See https://news.ycombinator.com/item?id=32929029 re accuracy, I'm working on a wider comparison. My models are generally more robust than open-source models such as Vosk and Silero, but I'm definitely interested in how my stuff compares to Whisper on difficult held-out data.
> Brute forcing the model with just traditional CPU instructions is fine, but… obviously going to be pretty slow.
It's not that simple. Many of the mobile ML accelerators are more targeted for conv net image workloads, and current-gen Intel and Apple CPUs have dedicated hardware to accelerate matrix math (which helps quite a bit here, and these instructions were in use in my tests).
Also, not sure which model they were using at 17x realtime on the 3090. (If it's one of the smaller models, that bodes even worse for non-3090 performance.) The 3090 is one of the fastest ML inference chips in the world, so it doesn't necessarily set realistic expectations.

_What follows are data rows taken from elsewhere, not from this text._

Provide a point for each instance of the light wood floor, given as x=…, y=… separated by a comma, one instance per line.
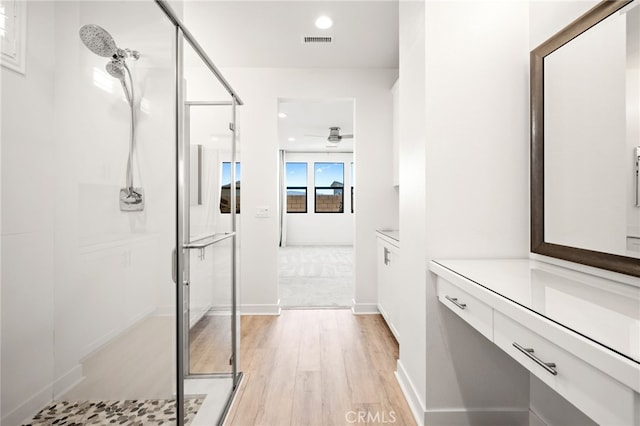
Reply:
x=318, y=367
x=210, y=345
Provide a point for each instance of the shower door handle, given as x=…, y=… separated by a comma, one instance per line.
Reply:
x=174, y=266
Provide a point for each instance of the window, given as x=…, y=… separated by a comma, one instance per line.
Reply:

There are also plenty of optimizations that aren't applied to the code we're testing, but I think it's fairly safe to say the Large model is likely to be slow on anything but a desktop-gpu-class accelerator just due to the sheer parameter size.
I did some basic tests on CPU, the "small" Whisper model is in the ballpark of 0.5x realtime, which is probably not great for interactive use.
My models in Talon run closer to 100x realtime on CPU.